Nothing is cuter than a puppy or a kitten unless they make you cough, sneeze and break out in a rash.
About 10 to 15 percent of the U.S. population have pet allergies, and unfortunately, there is no cure.
Most of us aren't willing to give up our four-legged friends, but we often give in to many of the marketing myths which claim to eliminate or reduce pet allergies.
Our pets are friendly, fluffy pals, but for many, the fur on these hairy animals is often thought to be the source for causing allergies.
This is not true according to Donna Warren, a veterinarian at LakeCross Veterinary Hospital in Huntersville, NC.
"Huge myth, hair is actually too big to be allergic," said Warren.

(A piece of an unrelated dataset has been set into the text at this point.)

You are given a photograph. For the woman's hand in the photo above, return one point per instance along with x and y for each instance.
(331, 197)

The big allergy problem is actually a protein found in your pet's dead skin, also known as dander, as well as their saliva and what's left behind in the litter box.
All of which are allergens you can't get away from, but people will spend hundreds of dollars trying to do just that.
"So far, there hasn't been a saliva-less cat or a dander-less cat," said Dr. Maeve O'Connor with Carolina Asthma and Allergy Center in Charlotte, NC.
While that may be true, for about $1,500 you can purchase a Sphynx which is a rare breed of cat without a coat.
"There's no hair balls, no flying fuzz," says Jennifer West who breeds Sphynx.
The Sphinx may be free of fur, but they still produce allergens on their skin and saliva.
Still, these coatless cats can help some allergy sufferers because there is no hair to shed all over your house.
"Unfortunately, there really is not a hypoallergenic cat or dog," said O'Connor.
According to both veterinarians and allergists, that specialty-bred hypoallergenic pet that you paid hundreds of dollars for is a lot of hype because there is no scientific evidence that any one breed of dog is less allergenic than another.
The only helpful difference is that hypoallergenics shed less, thereby spreading less allergen-aggravating dander around.
So, where should allergy suffers turn? Well, you can and should regularly soap up your animal, even the hairless variety, to reduce the amount of dander.
To reduce your exposure to dander, experts recommend keeping your pet outside your bedroom. This could be a little emotionally difficult for some pet owners.
"It would be like finding out you can't sleep with your spouse anymore," Warren says.
Veterinarians say cuddling up with your cat or dog under the covers, is six to eight hours of sniffing in that allergen while you're snoozing.
Your best shot at conquering a pet allergy is with medication called desensitization immunotherapy. These allergy shots last between three to five years, and they essentially re-train your immune system to inhale with ease.
While the treatment is not a cure, doctors say its about 80 to 90 percent effective in lessening allergic responses to animals.
So, there is hope for watery-eyed pet owners and lovers everywhere either with the aid of medication, or with a hairless cat which may be worth it when a pet is part of your family.
If you're constantly vacuuming up pet hair, make sure you are using a High Efficiency Particulate Air (HEPA) filter. These help filter small particles like dander.
Some veterinarians told us people with very bad symptoms will sometimes vacuum their pet, but we don't recommend trying that with cats!